Workplace risk assessments are a key feature of health and safety in the workplace. Other than being a legal requirement, there is also an important moral code to follow when understanding the risk and danger when asking your employees to work in and around potentially hazardous equipment and environments. But what do you need to do to when conducting a workplace risk assessment? We’ll go through the basics.

Why you need to do a workplace risk assessment

Most workplaces have something that can be hazardous. Either directly or over the course of time. This can be something as simple as the way an office worker is sitting, or the way construction staff lift heavy gear. These are obviously two examples at different parts of the scale, but the fact is both can cause an employee harm. That is why you need to complete a risk assessment.

A risk assessment allows you to take a look at the entirety of the problem and find ways at which you can either eliminate the issue or reduce the risk. Some risks are impossible to remove, but in those cases, you must go to the best lengths possible to reduce the risk of illness or injury. Often by providing instructions, PPE or creating awareness.

The basic result in a risk assessment should be that your employees and customers are protected from their work and environment.

How do I conduct a workplace risk assessment?

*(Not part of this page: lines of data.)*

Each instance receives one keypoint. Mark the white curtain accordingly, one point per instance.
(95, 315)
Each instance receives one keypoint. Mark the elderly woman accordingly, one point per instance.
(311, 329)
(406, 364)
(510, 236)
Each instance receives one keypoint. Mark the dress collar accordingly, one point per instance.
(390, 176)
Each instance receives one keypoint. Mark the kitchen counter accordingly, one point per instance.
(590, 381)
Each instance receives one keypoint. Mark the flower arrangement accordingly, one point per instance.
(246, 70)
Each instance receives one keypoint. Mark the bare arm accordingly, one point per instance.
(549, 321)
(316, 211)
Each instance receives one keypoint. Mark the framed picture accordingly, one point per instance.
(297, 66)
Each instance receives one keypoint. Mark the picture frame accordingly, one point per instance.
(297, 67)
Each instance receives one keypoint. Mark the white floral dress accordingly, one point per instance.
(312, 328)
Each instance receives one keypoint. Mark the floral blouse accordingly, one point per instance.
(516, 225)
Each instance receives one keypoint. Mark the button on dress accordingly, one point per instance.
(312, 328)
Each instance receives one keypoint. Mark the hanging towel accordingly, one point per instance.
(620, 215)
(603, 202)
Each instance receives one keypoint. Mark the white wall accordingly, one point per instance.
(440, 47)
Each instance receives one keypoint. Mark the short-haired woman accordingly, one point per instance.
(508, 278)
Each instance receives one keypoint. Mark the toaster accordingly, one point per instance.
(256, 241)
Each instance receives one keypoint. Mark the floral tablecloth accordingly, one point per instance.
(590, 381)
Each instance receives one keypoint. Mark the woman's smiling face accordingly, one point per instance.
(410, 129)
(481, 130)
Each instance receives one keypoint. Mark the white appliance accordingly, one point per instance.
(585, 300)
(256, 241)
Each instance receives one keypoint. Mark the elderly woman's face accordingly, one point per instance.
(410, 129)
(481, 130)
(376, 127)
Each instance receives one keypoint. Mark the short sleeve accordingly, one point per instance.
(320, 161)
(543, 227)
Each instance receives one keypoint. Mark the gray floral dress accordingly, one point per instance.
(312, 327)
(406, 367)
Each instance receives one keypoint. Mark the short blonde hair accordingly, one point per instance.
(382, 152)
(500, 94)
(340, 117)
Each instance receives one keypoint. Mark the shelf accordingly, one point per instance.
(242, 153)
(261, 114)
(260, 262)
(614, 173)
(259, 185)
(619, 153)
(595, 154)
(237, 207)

While all workplace assessments will differ slightly, they should all follow the same process. This process is aimed at identifying the unique risks in all roles and workplaces and how the business aims to mitigate them. Working to the following format will help:

Find the RISKS

The first part of this process is the obvious part. The person responsible for the health and safety of the business must complete a thorough risk assessment to ensure all risks are accounted for. This doesn’t just mean the obvious risks. Time must be spent determining how someone could get hurt or injured across the entire business. This may include looking at machine manuals or other instruction leaflets for appliances that are heavy, hot, sharp or awkward. These are just a few examples but will hopefully set you on your way. And just remember, there are risks in relatively ‘safe’ businesses as there is in more hazardous roles too.

Identify the Harm and Record

Next you must assess the harm that can be done from the risks you have identified. This will feel closely linked to the previous stage, but you should complete separately even if you think you’ve already identified the harm. The way someone sits could cause them back, wrist or muscle harm. Similarly, working in a server room may cause electrical shock. Harm can come from many areas of the workplace.

Act upon the Findings

It is important that once you find the potential risks within your organisation that you act upon them. This could mean anything from educating staff, hanging signs, buying protective equipment or more. There’s no use on doing this work, discovering risks and doing nothing about it. Apart from the fact that that would be illegal, it is hardly going to inspire confidence from your employees and stakeholders that you care about their safety and the safety of the business.

Remember to Review

Reviewing is so key here. Things change within businesses. And every time something changes – staff expansion, office changes, new equipment purchases, anything! – you must review and build on your existing risk assessment plan. The best way to describe the assessment is that it is a living document and must grow and evolve over time. This way, you stay compliant, and your staff and customers stay safe. Hopefully out risk assessment breakdown helps you understand why you need to compile a report and how to do it.